4.5.26

O homem que andava sempre com guarda-chuva

The Cure, “Push” (live), in https://www.youtube.com/watch?v=5YJ2H-5a09E

Parecia a “velha Albion” (glosando aqueles comentadores de futebol que adoram a erudição que não passa de platitudes), mas não era. Este é um lugar na orla do Mediterrâneo, onde a pluviosidade fica sempre aquém do inventário de chuva habitual em “terras de sua majestade” (idem aspas). O homem não prescindia do guarda-chuva. Estivesse no inverno ou no verão, ou numa das outras estações. Não queria saber se os peritos em meteorologia previam a “queda de precipitação” (de acordo com o jargão da classe) ou se anunciavam dias soalheiros, sem a menor probabilidade de chuva. Andava sempre com o guarda-chuva a tiracolo.

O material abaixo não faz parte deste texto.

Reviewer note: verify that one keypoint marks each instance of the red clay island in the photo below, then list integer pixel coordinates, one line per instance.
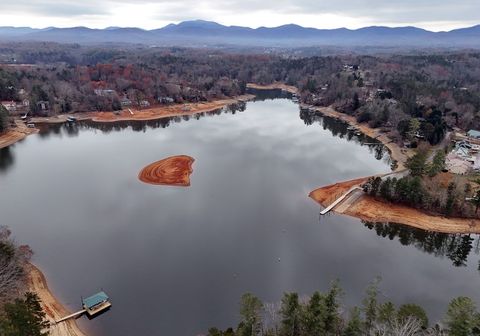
(173, 171)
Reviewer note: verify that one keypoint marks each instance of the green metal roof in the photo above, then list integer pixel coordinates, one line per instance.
(94, 300)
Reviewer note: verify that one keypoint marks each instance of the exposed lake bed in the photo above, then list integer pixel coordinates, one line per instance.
(168, 254)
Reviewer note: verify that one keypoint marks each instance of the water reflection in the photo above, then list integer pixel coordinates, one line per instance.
(7, 158)
(456, 247)
(340, 129)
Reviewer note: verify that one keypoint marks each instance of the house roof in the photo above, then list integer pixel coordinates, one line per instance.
(474, 133)
(94, 300)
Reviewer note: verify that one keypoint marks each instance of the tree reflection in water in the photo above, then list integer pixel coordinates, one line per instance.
(456, 247)
(7, 158)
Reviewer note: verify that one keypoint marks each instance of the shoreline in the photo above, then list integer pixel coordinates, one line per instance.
(14, 135)
(397, 154)
(172, 171)
(37, 281)
(52, 307)
(371, 209)
(274, 86)
(21, 131)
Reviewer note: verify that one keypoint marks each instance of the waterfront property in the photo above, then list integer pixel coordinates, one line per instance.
(96, 303)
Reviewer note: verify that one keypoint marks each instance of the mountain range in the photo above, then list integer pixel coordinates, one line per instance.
(206, 33)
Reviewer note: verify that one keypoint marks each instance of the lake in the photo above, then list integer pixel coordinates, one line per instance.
(175, 261)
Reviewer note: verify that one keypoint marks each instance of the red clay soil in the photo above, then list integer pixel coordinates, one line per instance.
(165, 111)
(274, 86)
(19, 132)
(327, 195)
(370, 209)
(173, 171)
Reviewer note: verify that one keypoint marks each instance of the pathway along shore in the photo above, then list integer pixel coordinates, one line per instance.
(53, 309)
(21, 131)
(371, 209)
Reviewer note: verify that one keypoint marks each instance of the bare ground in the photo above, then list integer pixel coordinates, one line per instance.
(173, 171)
(52, 307)
(274, 86)
(370, 209)
(21, 131)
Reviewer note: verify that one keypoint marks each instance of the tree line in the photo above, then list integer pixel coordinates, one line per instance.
(427, 189)
(20, 311)
(323, 314)
(413, 97)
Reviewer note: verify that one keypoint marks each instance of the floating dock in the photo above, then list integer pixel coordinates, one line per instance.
(96, 303)
(92, 306)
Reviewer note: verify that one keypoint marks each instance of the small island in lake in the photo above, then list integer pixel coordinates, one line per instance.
(173, 171)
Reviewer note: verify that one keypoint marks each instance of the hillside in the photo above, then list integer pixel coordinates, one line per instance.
(199, 33)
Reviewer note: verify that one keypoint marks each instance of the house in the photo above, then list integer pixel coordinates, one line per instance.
(144, 103)
(96, 303)
(104, 93)
(125, 101)
(165, 100)
(474, 134)
(43, 105)
(11, 106)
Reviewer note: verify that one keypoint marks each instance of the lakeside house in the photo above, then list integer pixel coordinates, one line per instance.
(144, 103)
(474, 134)
(96, 303)
(165, 100)
(105, 93)
(125, 101)
(10, 106)
(43, 105)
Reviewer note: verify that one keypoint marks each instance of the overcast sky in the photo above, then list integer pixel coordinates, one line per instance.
(430, 14)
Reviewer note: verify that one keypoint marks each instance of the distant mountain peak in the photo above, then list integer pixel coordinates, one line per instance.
(203, 32)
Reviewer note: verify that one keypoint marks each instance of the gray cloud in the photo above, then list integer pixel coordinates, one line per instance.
(391, 12)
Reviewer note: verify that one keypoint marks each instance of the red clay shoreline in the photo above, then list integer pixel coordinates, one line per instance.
(171, 171)
(155, 113)
(371, 209)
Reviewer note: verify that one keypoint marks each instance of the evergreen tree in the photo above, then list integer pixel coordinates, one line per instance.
(24, 317)
(354, 325)
(332, 319)
(251, 313)
(4, 119)
(462, 317)
(314, 315)
(290, 312)
(413, 310)
(370, 304)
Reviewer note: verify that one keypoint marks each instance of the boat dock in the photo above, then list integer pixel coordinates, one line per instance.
(91, 305)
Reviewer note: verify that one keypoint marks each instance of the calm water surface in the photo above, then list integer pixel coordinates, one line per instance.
(175, 261)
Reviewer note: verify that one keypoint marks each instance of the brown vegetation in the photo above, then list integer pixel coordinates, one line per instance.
(174, 171)
(53, 308)
(373, 210)
(398, 154)
(15, 134)
(273, 86)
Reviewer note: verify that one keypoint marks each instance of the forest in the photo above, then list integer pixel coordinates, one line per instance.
(324, 314)
(427, 188)
(20, 310)
(411, 96)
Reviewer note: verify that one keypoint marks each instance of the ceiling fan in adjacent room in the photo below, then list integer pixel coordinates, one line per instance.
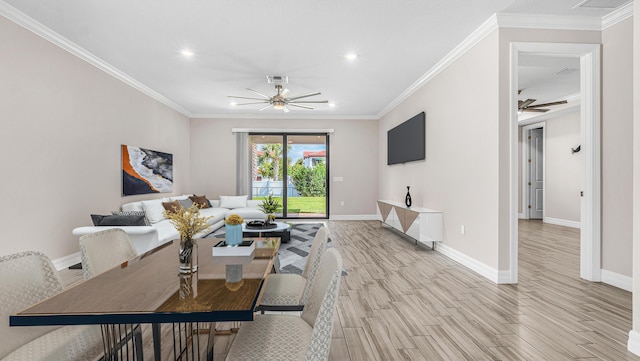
(280, 100)
(527, 105)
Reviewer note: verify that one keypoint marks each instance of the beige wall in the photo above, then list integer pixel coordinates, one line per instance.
(353, 149)
(563, 177)
(63, 122)
(460, 173)
(617, 148)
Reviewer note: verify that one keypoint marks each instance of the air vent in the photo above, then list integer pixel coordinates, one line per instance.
(601, 4)
(277, 79)
(565, 71)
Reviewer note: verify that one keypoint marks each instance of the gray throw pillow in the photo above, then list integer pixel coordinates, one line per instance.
(133, 213)
(185, 203)
(111, 220)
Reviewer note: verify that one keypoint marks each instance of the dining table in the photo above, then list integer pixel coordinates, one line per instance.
(150, 290)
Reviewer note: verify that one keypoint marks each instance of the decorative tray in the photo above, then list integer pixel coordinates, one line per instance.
(260, 225)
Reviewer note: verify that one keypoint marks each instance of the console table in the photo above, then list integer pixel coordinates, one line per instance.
(422, 224)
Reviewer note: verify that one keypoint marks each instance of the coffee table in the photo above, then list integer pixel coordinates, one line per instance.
(282, 230)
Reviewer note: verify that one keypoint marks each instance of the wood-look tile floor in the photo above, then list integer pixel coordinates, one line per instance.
(399, 302)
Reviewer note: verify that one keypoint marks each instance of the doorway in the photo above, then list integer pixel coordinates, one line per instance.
(535, 179)
(293, 169)
(589, 55)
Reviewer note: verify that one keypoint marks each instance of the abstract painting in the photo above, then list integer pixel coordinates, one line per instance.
(146, 171)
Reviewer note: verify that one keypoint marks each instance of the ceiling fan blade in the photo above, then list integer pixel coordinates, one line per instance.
(252, 103)
(253, 91)
(300, 106)
(304, 96)
(233, 96)
(526, 103)
(548, 104)
(311, 101)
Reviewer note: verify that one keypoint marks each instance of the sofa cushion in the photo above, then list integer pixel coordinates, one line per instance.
(154, 209)
(172, 207)
(186, 203)
(132, 207)
(233, 201)
(202, 201)
(133, 213)
(111, 220)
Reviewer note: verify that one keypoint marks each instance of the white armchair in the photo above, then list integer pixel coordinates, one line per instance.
(27, 278)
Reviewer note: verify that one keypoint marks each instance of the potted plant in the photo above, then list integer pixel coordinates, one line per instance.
(233, 229)
(269, 206)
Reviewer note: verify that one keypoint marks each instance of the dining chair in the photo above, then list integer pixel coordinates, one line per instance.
(288, 291)
(100, 252)
(27, 278)
(104, 250)
(289, 337)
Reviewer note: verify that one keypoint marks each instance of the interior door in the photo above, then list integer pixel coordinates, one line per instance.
(536, 173)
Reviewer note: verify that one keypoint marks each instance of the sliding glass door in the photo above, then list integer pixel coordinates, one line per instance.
(293, 168)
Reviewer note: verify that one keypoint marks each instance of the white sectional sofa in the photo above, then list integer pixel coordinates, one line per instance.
(162, 231)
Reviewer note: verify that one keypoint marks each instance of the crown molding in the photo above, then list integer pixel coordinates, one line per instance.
(284, 116)
(623, 13)
(469, 42)
(44, 32)
(506, 20)
(552, 22)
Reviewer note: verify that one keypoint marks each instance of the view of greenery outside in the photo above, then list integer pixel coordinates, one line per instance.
(304, 204)
(310, 182)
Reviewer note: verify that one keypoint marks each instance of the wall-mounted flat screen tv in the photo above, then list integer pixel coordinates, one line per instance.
(406, 142)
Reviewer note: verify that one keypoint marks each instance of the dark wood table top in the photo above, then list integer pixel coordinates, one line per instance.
(147, 290)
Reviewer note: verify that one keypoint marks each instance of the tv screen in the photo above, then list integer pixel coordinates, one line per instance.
(406, 142)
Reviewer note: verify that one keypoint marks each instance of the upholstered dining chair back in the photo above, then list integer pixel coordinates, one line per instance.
(26, 278)
(104, 250)
(318, 248)
(319, 310)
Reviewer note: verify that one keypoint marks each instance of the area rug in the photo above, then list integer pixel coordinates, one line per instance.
(292, 255)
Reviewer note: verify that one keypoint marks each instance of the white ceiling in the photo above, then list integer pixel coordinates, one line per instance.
(237, 43)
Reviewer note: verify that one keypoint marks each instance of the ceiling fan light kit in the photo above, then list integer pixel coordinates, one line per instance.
(280, 101)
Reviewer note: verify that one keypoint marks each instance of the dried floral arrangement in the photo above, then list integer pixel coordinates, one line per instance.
(188, 222)
(234, 219)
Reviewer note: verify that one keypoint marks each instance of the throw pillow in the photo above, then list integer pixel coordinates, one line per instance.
(172, 207)
(111, 220)
(233, 201)
(132, 213)
(202, 201)
(154, 209)
(185, 203)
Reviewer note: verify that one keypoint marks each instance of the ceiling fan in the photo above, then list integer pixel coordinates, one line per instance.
(280, 100)
(526, 105)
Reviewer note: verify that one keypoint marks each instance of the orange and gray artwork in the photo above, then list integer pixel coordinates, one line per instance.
(146, 171)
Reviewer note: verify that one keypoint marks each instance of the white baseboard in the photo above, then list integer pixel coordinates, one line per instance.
(355, 217)
(633, 345)
(617, 280)
(473, 264)
(562, 222)
(66, 261)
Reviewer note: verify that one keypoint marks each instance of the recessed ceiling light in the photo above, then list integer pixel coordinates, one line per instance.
(351, 56)
(187, 53)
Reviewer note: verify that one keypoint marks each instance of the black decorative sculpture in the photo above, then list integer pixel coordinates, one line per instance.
(407, 199)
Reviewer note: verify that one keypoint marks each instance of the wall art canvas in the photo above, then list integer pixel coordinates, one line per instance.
(146, 171)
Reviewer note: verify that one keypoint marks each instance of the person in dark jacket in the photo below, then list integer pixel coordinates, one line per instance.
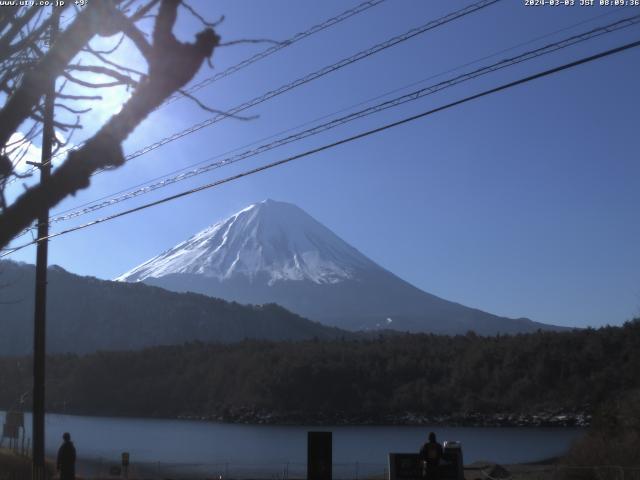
(67, 459)
(430, 455)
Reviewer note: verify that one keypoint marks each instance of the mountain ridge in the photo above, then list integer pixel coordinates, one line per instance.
(86, 314)
(275, 252)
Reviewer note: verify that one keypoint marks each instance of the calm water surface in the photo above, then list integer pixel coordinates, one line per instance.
(196, 442)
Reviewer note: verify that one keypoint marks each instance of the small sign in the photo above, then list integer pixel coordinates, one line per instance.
(15, 418)
(405, 466)
(10, 431)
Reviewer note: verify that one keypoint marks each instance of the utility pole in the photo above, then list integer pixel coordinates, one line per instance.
(39, 324)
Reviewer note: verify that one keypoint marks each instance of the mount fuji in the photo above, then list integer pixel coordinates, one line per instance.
(274, 252)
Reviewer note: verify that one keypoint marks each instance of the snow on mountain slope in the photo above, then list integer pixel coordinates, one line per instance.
(273, 252)
(273, 238)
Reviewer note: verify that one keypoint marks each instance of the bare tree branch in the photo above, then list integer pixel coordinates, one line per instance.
(171, 65)
(120, 77)
(70, 42)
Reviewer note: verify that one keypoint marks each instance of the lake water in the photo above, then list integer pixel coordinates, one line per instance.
(229, 449)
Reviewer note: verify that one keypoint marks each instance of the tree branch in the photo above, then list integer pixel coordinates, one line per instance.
(34, 83)
(171, 65)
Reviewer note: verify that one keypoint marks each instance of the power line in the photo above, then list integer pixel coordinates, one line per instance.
(317, 74)
(255, 58)
(401, 100)
(345, 109)
(274, 48)
(309, 77)
(335, 144)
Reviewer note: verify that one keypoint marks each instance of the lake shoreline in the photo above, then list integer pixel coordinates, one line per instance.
(242, 416)
(558, 419)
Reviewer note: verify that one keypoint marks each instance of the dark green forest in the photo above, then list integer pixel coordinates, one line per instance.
(353, 380)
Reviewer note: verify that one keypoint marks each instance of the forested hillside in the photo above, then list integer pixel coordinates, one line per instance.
(370, 380)
(85, 314)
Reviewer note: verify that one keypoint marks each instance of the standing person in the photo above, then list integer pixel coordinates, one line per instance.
(430, 455)
(67, 459)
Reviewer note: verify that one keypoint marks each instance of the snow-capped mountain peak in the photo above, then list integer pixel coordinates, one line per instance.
(275, 239)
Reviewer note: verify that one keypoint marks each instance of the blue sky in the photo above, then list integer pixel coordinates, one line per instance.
(523, 203)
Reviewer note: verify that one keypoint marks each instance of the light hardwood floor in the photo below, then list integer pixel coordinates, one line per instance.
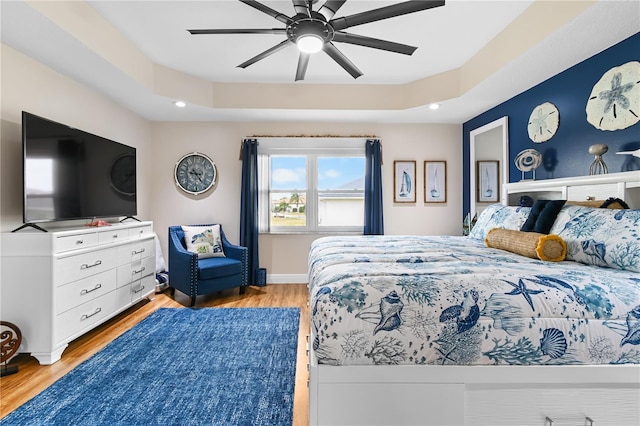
(32, 377)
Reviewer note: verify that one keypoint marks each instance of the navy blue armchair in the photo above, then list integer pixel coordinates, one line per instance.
(194, 276)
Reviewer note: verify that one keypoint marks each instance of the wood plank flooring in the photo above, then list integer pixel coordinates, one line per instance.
(32, 378)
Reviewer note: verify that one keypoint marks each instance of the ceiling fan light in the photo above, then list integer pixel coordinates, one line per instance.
(309, 43)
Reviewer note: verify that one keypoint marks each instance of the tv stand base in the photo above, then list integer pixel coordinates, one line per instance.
(32, 225)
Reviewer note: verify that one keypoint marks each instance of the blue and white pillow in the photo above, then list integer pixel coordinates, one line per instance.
(204, 240)
(499, 216)
(601, 237)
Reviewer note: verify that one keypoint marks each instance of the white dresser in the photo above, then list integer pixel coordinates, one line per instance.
(57, 285)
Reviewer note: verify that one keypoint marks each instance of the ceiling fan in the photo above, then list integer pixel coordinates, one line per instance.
(313, 31)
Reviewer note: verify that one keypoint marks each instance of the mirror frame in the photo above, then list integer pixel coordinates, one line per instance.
(504, 169)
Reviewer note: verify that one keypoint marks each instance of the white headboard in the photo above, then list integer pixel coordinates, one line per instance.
(624, 185)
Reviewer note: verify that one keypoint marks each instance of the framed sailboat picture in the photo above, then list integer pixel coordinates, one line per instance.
(404, 182)
(487, 181)
(435, 181)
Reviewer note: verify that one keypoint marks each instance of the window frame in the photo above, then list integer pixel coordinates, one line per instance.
(311, 149)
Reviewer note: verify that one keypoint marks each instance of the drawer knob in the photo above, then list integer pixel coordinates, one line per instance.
(86, 316)
(87, 266)
(587, 421)
(87, 291)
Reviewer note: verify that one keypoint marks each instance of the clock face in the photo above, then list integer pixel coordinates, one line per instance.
(195, 173)
(614, 102)
(123, 174)
(543, 122)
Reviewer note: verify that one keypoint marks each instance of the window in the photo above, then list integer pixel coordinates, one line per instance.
(312, 185)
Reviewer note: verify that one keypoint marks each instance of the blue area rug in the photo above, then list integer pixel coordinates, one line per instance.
(209, 366)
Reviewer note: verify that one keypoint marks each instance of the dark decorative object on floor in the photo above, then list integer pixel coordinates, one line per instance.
(10, 340)
(213, 366)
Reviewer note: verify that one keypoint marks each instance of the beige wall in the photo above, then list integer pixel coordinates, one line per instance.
(28, 85)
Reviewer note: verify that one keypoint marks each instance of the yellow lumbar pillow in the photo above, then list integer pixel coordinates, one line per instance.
(531, 244)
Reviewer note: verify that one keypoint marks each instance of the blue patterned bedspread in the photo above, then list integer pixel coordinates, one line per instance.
(451, 300)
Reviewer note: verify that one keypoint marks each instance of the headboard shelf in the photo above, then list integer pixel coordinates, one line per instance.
(623, 185)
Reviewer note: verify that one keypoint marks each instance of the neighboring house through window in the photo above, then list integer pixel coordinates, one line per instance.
(311, 184)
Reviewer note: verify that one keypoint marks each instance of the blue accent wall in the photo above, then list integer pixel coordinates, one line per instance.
(566, 153)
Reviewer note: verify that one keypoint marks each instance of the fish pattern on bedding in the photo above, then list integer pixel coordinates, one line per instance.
(451, 300)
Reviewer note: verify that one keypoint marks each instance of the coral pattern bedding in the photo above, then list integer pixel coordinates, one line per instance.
(452, 300)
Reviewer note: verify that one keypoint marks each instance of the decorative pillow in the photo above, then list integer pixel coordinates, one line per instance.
(530, 244)
(542, 215)
(204, 240)
(499, 216)
(601, 237)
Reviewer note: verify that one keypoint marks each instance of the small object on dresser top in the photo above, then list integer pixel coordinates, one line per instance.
(525, 201)
(99, 223)
(598, 167)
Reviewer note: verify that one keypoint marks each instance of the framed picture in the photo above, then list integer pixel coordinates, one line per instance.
(487, 182)
(435, 181)
(404, 182)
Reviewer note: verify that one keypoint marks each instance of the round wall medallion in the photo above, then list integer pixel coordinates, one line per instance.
(614, 102)
(528, 160)
(195, 173)
(543, 122)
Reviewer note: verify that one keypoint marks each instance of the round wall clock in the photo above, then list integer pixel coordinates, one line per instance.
(614, 102)
(195, 173)
(123, 174)
(543, 122)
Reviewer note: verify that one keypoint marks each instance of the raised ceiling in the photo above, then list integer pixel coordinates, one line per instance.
(471, 56)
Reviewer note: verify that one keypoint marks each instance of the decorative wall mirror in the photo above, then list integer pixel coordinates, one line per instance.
(488, 143)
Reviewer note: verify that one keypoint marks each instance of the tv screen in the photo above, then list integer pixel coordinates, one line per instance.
(72, 174)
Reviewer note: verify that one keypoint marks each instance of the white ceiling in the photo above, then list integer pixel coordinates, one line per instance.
(446, 37)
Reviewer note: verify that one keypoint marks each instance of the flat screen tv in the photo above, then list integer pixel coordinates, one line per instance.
(72, 174)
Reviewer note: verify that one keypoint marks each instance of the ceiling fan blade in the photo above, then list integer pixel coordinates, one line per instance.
(383, 13)
(266, 9)
(241, 31)
(330, 7)
(342, 60)
(303, 61)
(266, 53)
(301, 7)
(374, 43)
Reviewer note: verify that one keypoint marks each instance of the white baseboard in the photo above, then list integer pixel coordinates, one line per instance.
(287, 278)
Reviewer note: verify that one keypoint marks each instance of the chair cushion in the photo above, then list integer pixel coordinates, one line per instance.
(203, 240)
(218, 267)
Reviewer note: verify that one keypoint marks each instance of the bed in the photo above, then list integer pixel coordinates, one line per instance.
(447, 331)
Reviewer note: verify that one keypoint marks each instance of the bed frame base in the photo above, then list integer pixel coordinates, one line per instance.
(473, 395)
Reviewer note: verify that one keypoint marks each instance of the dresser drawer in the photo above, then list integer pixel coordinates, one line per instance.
(113, 236)
(81, 291)
(135, 251)
(74, 242)
(142, 287)
(82, 317)
(136, 270)
(77, 267)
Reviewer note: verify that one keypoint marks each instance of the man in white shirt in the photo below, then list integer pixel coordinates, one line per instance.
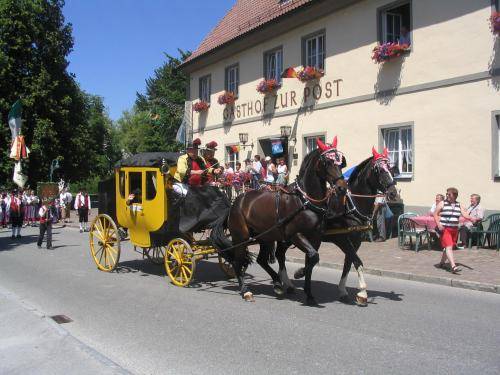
(82, 205)
(256, 171)
(475, 211)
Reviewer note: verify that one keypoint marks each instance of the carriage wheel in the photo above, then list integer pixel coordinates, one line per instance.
(104, 243)
(179, 262)
(226, 267)
(156, 254)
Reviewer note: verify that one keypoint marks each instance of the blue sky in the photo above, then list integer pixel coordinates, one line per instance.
(119, 43)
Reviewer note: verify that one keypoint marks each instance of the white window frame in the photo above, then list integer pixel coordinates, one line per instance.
(310, 142)
(312, 54)
(232, 158)
(232, 78)
(384, 12)
(399, 152)
(205, 88)
(273, 64)
(385, 32)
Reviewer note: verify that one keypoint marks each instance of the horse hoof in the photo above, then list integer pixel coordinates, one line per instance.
(345, 299)
(248, 297)
(361, 301)
(278, 289)
(299, 274)
(311, 301)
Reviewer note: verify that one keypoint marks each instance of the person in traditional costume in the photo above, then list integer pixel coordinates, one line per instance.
(82, 205)
(46, 214)
(4, 217)
(65, 199)
(212, 162)
(16, 209)
(191, 169)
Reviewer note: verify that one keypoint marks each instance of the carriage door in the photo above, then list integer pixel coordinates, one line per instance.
(136, 212)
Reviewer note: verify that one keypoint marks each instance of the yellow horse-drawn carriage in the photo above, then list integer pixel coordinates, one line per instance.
(137, 199)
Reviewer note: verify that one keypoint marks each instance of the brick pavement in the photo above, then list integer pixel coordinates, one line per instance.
(480, 267)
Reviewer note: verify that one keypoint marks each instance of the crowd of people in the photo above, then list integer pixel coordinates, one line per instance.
(198, 167)
(19, 209)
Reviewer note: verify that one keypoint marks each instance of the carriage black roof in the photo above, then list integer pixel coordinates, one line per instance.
(149, 159)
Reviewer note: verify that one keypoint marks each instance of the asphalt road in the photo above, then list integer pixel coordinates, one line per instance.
(138, 319)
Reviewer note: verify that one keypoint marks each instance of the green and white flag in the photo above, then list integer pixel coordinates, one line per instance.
(15, 119)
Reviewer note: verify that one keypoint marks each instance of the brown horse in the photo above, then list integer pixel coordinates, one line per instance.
(370, 177)
(295, 216)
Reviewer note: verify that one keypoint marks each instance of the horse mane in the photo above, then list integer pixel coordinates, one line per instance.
(359, 169)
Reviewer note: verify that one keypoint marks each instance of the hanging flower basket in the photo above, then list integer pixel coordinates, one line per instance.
(227, 98)
(387, 51)
(267, 86)
(495, 22)
(201, 106)
(310, 73)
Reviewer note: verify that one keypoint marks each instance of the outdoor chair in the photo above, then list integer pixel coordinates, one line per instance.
(406, 214)
(492, 234)
(410, 229)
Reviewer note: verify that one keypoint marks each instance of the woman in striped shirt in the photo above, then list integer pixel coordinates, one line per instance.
(447, 217)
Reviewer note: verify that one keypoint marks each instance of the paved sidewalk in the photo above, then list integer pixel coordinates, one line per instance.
(32, 343)
(480, 268)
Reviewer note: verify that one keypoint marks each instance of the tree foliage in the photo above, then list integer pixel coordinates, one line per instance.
(60, 121)
(153, 122)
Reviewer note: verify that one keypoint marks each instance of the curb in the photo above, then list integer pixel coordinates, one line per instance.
(463, 284)
(64, 332)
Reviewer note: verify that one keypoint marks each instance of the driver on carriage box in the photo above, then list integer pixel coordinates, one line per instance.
(211, 161)
(192, 169)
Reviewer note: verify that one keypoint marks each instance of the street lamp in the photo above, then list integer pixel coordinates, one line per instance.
(286, 131)
(53, 166)
(244, 140)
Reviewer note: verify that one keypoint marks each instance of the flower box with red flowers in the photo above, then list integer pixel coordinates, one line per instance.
(267, 86)
(201, 106)
(227, 98)
(310, 73)
(495, 22)
(387, 51)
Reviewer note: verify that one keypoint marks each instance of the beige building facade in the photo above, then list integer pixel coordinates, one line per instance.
(437, 108)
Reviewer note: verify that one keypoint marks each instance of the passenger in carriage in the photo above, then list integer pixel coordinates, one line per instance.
(192, 169)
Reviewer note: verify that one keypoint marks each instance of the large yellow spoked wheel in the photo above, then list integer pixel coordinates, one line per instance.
(104, 243)
(179, 262)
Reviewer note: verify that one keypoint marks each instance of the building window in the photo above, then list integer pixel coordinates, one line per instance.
(273, 64)
(232, 157)
(395, 23)
(205, 88)
(310, 143)
(232, 79)
(399, 142)
(313, 50)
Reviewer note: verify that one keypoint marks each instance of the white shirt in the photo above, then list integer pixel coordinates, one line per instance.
(81, 198)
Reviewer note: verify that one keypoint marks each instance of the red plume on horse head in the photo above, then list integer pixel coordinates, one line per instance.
(383, 155)
(326, 147)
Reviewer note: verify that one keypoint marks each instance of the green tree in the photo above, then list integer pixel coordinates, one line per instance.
(60, 121)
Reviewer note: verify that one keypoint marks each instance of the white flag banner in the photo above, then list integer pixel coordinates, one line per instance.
(19, 177)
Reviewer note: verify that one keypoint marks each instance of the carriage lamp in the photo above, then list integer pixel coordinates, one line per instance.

No inverno, o portador constante do guarda-chuva não dava nas vistas. Muitas outras pessoas também saíam à rua na posse do objeto. No verão, sobretudo nos dias de canícula – outra vez: este era um lugar pré-mediterrâneo, no verão as temperaturas ultrapassam os trinta graus centígrados – lá estava o homem, absorto como sempre, uma das mãos segurando religiosamente o guarda-chuva.

Se havia algo que o homem do guarda-chuva não lamentava, era a perda de guarda-chuvas. Muitas pessoas têm esse lamento, penhoradas por uma distração inata que as faz perder o objeto entre duas paragens. Para o homem do guarda-chuva, o guarda-chuva era como a roupa interior. Se saísse à rua sem o guarda-chuva, sentia-se nu. Ninguém se esquece da roupa interior (vamos partir deste pressuposto), como o homem não se esquecia do guarda-chuva. 

No verão, fazia-se notar. Nos dias tórridos aligeirava o vestuário, como toda a gente. Mas o guarda-chuva estava sempre de atalaia, e ele garbosamente ostentava o guarda-chuva até nos dias de estio a fio, aqueles dias, lamentados apenas por poucos, em que a chuva passara a ser uma memória distante. 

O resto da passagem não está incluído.